Rothman got the message and decided to call O’Neil back directly. The firm leaders spent an hour on the phone.
“Would you be interested in learning more about us?” O’Neil asked.
Rothman said absolutely and the pair met the next week in Chicago.
“Come to find out, Foley had its own list of potential merger partners, and guess who was at the top of that list? Gardere,” said Zimmerman, who also advised Andrews Kurth Kenyon on its merger with Hunton & Williams.
“Jay and I met for dinner in Chicago and then the next day at the office,” O’Neil said. “We talked big picture. We had not met, so we were just getting to know each other and finding out his approach and view of the market.”
O’Neil flew back to Dallas late that afternoon thinking Foley was a true contender.
“This was a monumental decision for us,” she said. “This is not a decision that after 109 years that you should make quickly.”
After 109 years, no hasty decisions
No one is going to criticize O’Neil and Gardere for moving too hastily with Foley.
For nearly two and a half years, leaders at the two firms met. They traded financials. They compared pension plans. They reviewed client lists. They met in groups with each other to get more comfortable.
And then they did it all over again.
O’Neil created two working groups – a deal team of six partners that negotiated the actual merger documents and an integration team of four partners that worked with lawyers and support staff to prepare for the combination.
“My firm is a very democratic place,” O’Neil said. “Lawyers, even when they agree change is necessary, they have a million different views on what the change should be or how it should be effectuated.
“It was critical that our lawyers got to know and truly trust the folks at Foley,” she said.
Multiple obstacles appeared that slowed or nearly stopped the merger – none of which had anything to do with the merger itself, according to lawyers close to the negotiations.
Gardere held its election for executive committee members. And then all discussions halted last summer when Hurricane Harvey hit Houston and caused major flooding.
“This process was much more deliberative than most law firm mergers,” Zimmerman said. “Keep in mind that most proposed mergers never happen. It is no small feat to get a law firm combination across the finish line.”
Gardere partners officially took a vote on the merger in October – a vote that gave the executive committee the authority to move forward to finalize the terms of the merger.

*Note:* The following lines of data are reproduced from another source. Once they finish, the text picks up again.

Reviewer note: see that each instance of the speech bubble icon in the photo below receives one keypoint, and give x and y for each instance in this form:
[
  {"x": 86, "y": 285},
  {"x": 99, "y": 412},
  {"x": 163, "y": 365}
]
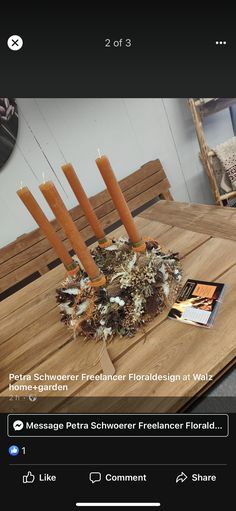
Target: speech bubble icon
[{"x": 95, "y": 477}]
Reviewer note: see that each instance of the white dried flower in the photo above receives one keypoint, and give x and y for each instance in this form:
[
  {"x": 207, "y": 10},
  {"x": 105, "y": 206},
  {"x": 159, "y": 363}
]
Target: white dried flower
[
  {"x": 72, "y": 291},
  {"x": 82, "y": 307},
  {"x": 166, "y": 288}
]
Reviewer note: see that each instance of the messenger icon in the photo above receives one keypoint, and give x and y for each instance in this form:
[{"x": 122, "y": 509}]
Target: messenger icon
[{"x": 95, "y": 477}]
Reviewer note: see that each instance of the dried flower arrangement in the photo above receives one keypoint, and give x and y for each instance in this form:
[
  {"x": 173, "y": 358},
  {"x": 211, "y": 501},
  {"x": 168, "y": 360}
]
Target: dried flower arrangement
[{"x": 139, "y": 286}]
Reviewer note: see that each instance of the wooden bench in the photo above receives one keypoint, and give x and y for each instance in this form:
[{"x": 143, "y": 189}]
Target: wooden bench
[{"x": 30, "y": 256}]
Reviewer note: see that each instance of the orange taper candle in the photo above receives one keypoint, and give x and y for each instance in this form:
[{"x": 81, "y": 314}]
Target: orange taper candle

“Our partnership agreement requires a super majority approval and we were well over it,” O’Neil said.
The merger went final on April 1, which meant that O’Neil is no longer the law firm’s chair. She serves on the management committee and plans to focus on recruiting lateral hires.
“I am really looking forward to getting back to practicing law,” she said. “I had two amazing mentors that helped me become the lawyer and leader that I am, and now it is my turn to be a mentor for others.”